The South African government is considering banning the advertising of alcohol in an attempt to cut the abuse of alcohol.
I am not in favour of such a move for a few reasons.
The one is that I do not believe that there will be any significant reduction in alcohol abuse. By the time someone is abusing alcohol, then advertising it or not makes no difference. For the sake of simplicity, I will divide alcohol abuse into two categories: the continuous and the one-off. By ‘continuous’ I mean a case where the person drinks to excess regularly, which may be twice a week. Such a person knows where to buy the alcohol and will get it, advertising or no advertising.
The one-off situation is what happens at a party, for example, and what comes to mind is some of the student bashes that I attended as a student. Believe me, a large group of students is going to drink alcohol with absolutely no inducement from advertising. In a situation like that, a person’s upbringing and interaction with friends are what will tell during the course of the evening. Of course, such parties can get somewhat out of hand – I read for four degrees at university; I have seen parties. I cannot imagine that the banning of alcohol advertising will have any impact on such parties.
So, how is the proposed banning going to cut alcohol use or, rather, abuse? It is not like smoking, where one hopes that young people will never start at all. We are not trying to stop people ever drinking a glass of wine or having a cold beer at the end of a hot day.
In fact, there is no advertising that tells people to drink – all alcohol advertising is about market share. No advertisement says: “Drink beer.” All the advertisers say: “Our beer is better.”
Further, a large amount of alcohol advertising is about the classy elements of alcohol consumption – like telling one about the crispness of wine or the aroma of brandy. The alcohol companies have been socially aware of their product, so even the beer advertisements show responsible use, to my mind. No ads promote student parties; they all tend to show quality people having a single drink.
So, I am really sceptical that cutting advertising will cut alcohol abuse. In fact, I believe that it could make it worse because then people get the feeling that drinking is some covert activity and with that comes the aura of ‘getting away with it’.
During the prohibition years in the US, when alcohol was totally banned, the sale of alcohol thrived – it just did so in an invisible fashion.
I now come to another point. When you throw a few pebbles in the pond, you cannot tell where all the ripples are going to end up. There is interaction and interference and a very complex pattern results. The economy is the same. If the alcohol advertising is banned, it is like throwing a fistfull of pebbles in the pond. Not only will advertising businesses be affected, but a possible result could be that wine sales drop by 10%. This will lead to job cuts in the wine lands, and that could lead to more crime as desperate people try to survive.
Banning alcohol advertising, as well as sports sponsorships and so on, is a case of major waves in the economy. This is very dangerous.
Finally, there is the extremely important point of the degree to which a government is permitted to alter the life patterns of its citizens. No government has the right to tell its citizens how to live their lives other than to say: “Stay within the bounds of law”, and laws should be kept to a minimum.
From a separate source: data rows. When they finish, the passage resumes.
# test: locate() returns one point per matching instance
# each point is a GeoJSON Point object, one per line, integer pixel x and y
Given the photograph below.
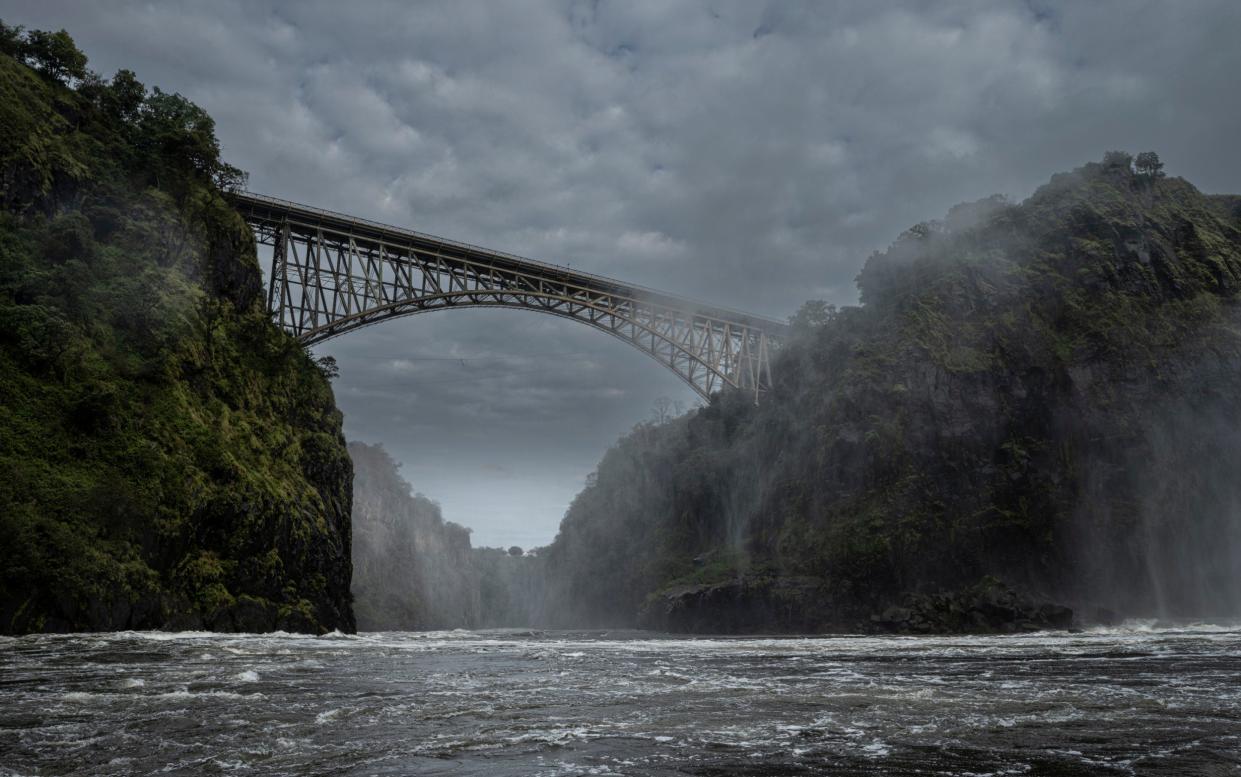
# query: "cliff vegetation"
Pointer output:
{"type": "Point", "coordinates": [1033, 407]}
{"type": "Point", "coordinates": [168, 457]}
Government is not the boss of the people; the people are the boss of government.
A government cannot tell you to put on a jacket when it gets cold and cannot tell you not to go skydiving because it is dangerous. Further, it cannot tell you not to eat raw fish because it could make you sick. By the same token, a government cannot tell you not to drink alcohol; it cannot even tell you how much alcohol you may drink. A government cannot tell alcohol producers not to sell their product.
If government is allowed to ban alcohol advertising, what is to stop them from banning the advertising of hamburgers on the grounds that too many hamburgers could lead to you suffering a heart attack? In fact, why not go further and pass a law that nobody is allowed to eat any meal in which the meat percentage is higher than 20%, and also that salads must constitute at least 33% of any meal? After all, such a law should lead to a healthier population . . . right. I imagine that such a law would actually lead to a healthier population, but gov- ernment does not have the right to tell me how much meat and salads I must eat. It does not have the right to tell me what I can drink either, and it does not have the right to tell any alcohol company not to offer me an option of buying its products.